Anti-EMA/MUC1 staining is commonly used to show the inverted pattern of IMPC [9, 14]. CD10 is reported to be useful for depicting the pattern of sigmoid colon cancer [15]. In gastric cancers, however, CD10 was not effective in demonstrating IMPC with obvious gastric phenotypes [4, 9]. In our case, EMA could show the positive inside-out pattern of the tumor cells; however, simultaneous cytoplasmic staining made the pattern unclear. CD10 is expressed on normal small intestinal brush border (fig. 2b, inset). Thus, it is quite reasonable for CD10 to indicate the inside-out pattern of IMPC of gastric adenocarcinoma with intestinal phenotypes.

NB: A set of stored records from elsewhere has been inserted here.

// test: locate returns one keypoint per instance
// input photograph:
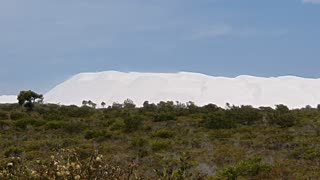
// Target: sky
(44, 42)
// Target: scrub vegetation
(157, 141)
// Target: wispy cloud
(226, 31)
(210, 32)
(311, 1)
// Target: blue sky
(43, 42)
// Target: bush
(283, 120)
(163, 133)
(13, 152)
(246, 169)
(97, 135)
(132, 123)
(160, 144)
(164, 117)
(76, 112)
(55, 124)
(218, 120)
(24, 123)
(18, 115)
(245, 115)
(4, 124)
(3, 115)
(74, 127)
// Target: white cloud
(311, 1)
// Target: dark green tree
(29, 98)
(103, 104)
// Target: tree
(128, 103)
(84, 103)
(92, 104)
(29, 98)
(103, 104)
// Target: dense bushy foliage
(168, 140)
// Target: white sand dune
(113, 86)
(8, 99)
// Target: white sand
(113, 86)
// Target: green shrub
(132, 123)
(55, 124)
(163, 133)
(283, 120)
(218, 120)
(164, 117)
(160, 144)
(245, 169)
(312, 154)
(13, 152)
(16, 115)
(138, 142)
(74, 127)
(76, 112)
(97, 135)
(4, 124)
(3, 115)
(24, 123)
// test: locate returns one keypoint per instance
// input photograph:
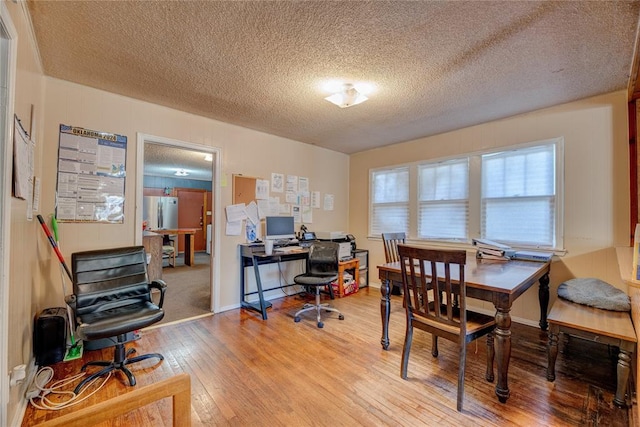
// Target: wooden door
(191, 214)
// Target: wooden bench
(594, 324)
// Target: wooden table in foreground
(189, 241)
(497, 282)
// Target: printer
(346, 241)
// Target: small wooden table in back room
(594, 324)
(189, 241)
(498, 282)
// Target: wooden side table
(351, 264)
(593, 324)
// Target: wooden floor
(246, 371)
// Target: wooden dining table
(499, 282)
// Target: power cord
(40, 391)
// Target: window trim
(475, 194)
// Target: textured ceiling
(437, 66)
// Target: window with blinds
(389, 201)
(443, 200)
(519, 196)
(512, 195)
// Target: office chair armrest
(71, 301)
(161, 286)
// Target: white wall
(596, 209)
(244, 151)
(24, 245)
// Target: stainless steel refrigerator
(160, 212)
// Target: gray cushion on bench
(595, 293)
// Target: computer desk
(254, 255)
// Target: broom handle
(55, 246)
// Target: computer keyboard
(287, 249)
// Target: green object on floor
(74, 352)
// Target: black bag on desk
(50, 336)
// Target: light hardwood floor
(246, 371)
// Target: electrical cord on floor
(40, 390)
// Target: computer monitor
(279, 227)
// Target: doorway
(178, 169)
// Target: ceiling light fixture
(347, 96)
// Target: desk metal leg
(385, 311)
(263, 304)
(543, 297)
(503, 350)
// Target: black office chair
(322, 270)
(112, 297)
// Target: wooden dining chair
(434, 310)
(391, 241)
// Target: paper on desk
(262, 189)
(252, 213)
(234, 228)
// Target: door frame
(216, 166)
(8, 54)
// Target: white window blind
(389, 201)
(519, 196)
(443, 200)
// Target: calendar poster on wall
(91, 176)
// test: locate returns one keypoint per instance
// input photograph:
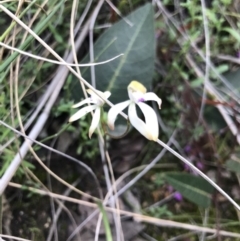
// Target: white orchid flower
(137, 95)
(97, 103)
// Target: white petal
(82, 112)
(107, 94)
(152, 96)
(150, 119)
(95, 121)
(86, 101)
(114, 111)
(137, 122)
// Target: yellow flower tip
(89, 91)
(137, 86)
(111, 127)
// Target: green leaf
(193, 188)
(136, 42)
(233, 165)
(105, 222)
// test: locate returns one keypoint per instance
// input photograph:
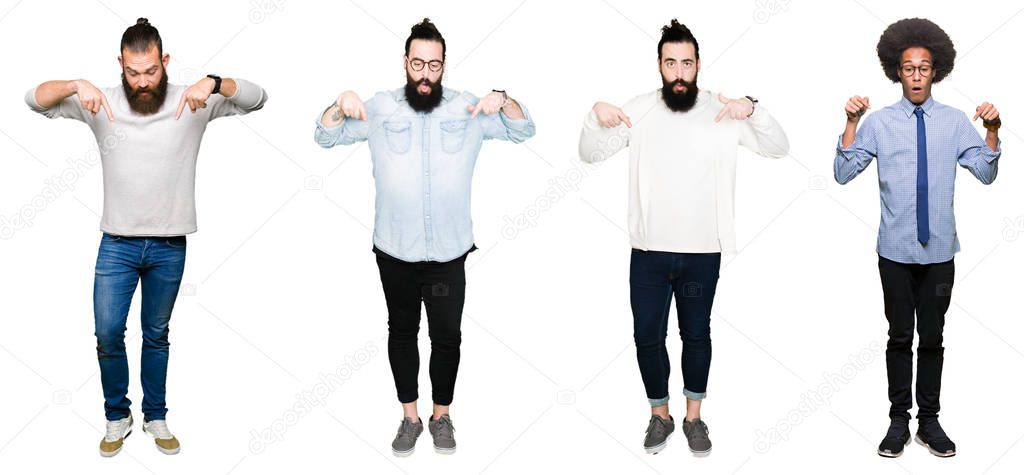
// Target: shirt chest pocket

CD10 was also positive for metastatic tumor in the lymph nodes while keeping the reversed polarity. In this situation, we recognized the tumor nests as well as resident lymphoid follicles that were positive for CD10 in the background.

In summary, the present report is one of the first reported cases of gastric IMPC with intestinal phenotypes harboring a TP53 R175H mutation in the literature. In order to generalize whether gastric IMPC with a TP53 R175H mutation will show multiple lymph node metastases at an early stage of the tumor, accumulation of similar clinical cases and further analysis is necessary in the future.

Disclosure Statement

The authors have no conflicts of interest relevant for this report.